Small savers rejoice – institutions must choose

“So be it!” exclaims Musk’s following of loyal small savers, who have been rewarded for their unconditional faith with an unprecedented allocation of 30 percent of the first stock exchanges. (And many with direct payment for juggling in the media)

Small savers’ participation in the US stock market has skyrocketed in recent years – from 15 percent of daily stock trading volume in 2020 to 37 percent now. At the same time, there has been a historic increase in two-class stock structures, which allow entrepreneurs to retain control of companies even after they have sold out to the public.

“Small savers look at the success of these tech-bros, and they think: That’s what I want to be. So I will tolerate a more authoritarian system,” says Iain MacNeil, professor of commercial law at the University of Glasgow.
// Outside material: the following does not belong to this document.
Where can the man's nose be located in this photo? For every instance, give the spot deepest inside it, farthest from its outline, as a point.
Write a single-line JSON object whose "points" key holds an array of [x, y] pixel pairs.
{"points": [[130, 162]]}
But institutional investors – including in the UK – still have to decide whether they can hold their noses. Scottish Mortgage, the UK’s largest investment pledge and a FTSE 100 company managed by Baillie Gifford, is one investor who is part of the journey. Between 2018 and 2021, it bought $200 million worth of SpaceX shares, which at its proposed market valuation has a paper value of nearly £3 billion.

That’s a potentially huge win for hundreds of thousands of ISA investors. But in order to realise it, the fund must sell before the market does. If, as reported, SpaceX insiders are allowed to sell immediately through an exemption from the standard 180-day lock-up period – and institutional investors like Scottish Mortgage don’t get it – the timing will be tricky.

“You are completely dependent on the ‘bigger idiots theory’

“They will not pay dividends, at least not in the foreseeable future. So the only reason you’re buying this as an investor is because you think you’ll be able to sell for more in the future,” explains the corporate governance expert.

“You are completely dependent on the ‘bigger idiots theory’.